As described above, the novel microorganisms according to the present invention has excellent biodegradability for a wide spectrum of oils. Also, according to the inventive method for the bioremediation of oil-contaminated soils, the contaminated soils can be purified in an effective, economical and eco-friendly manner compared to the prior bioremediation methods, through the use of at least one selected from among various microbial strains having oil degradability isolated from oil-contaminated soils, including the novel microorganisms, in combination with biosurfactant 2-alkyl-3-hydroxylic acid or its derivative, which serves to increase these microbial strains' biodegradability and can be prepared with high yield in an effective and easy manner.
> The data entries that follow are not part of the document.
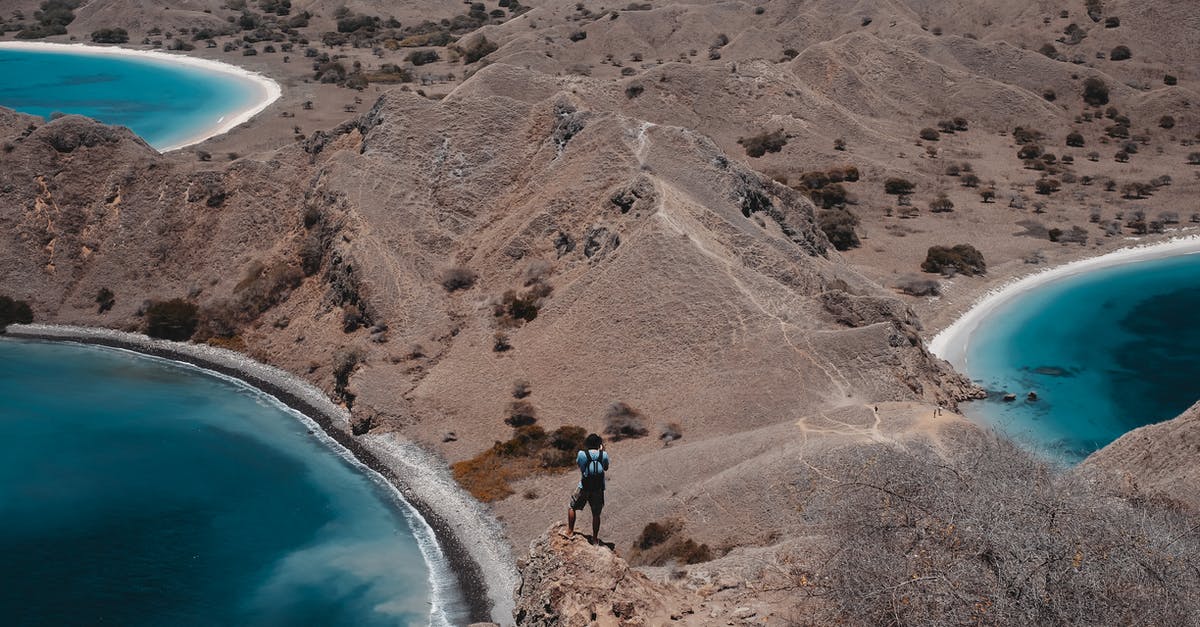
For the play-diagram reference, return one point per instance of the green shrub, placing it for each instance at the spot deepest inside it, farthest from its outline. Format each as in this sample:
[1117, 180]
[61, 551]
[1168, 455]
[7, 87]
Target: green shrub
[423, 57]
[624, 422]
[172, 320]
[109, 36]
[481, 48]
[963, 258]
[15, 312]
[898, 186]
[521, 413]
[839, 225]
[1096, 91]
[765, 142]
[105, 299]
Although the preferred embodiment of the present invention has been described for illustrative purposes, those skilled in the art will appreciate that various modifications, additions and substitutions are possible, without departing from the scope and spirit of the invention as disclosed in the accompanying claims.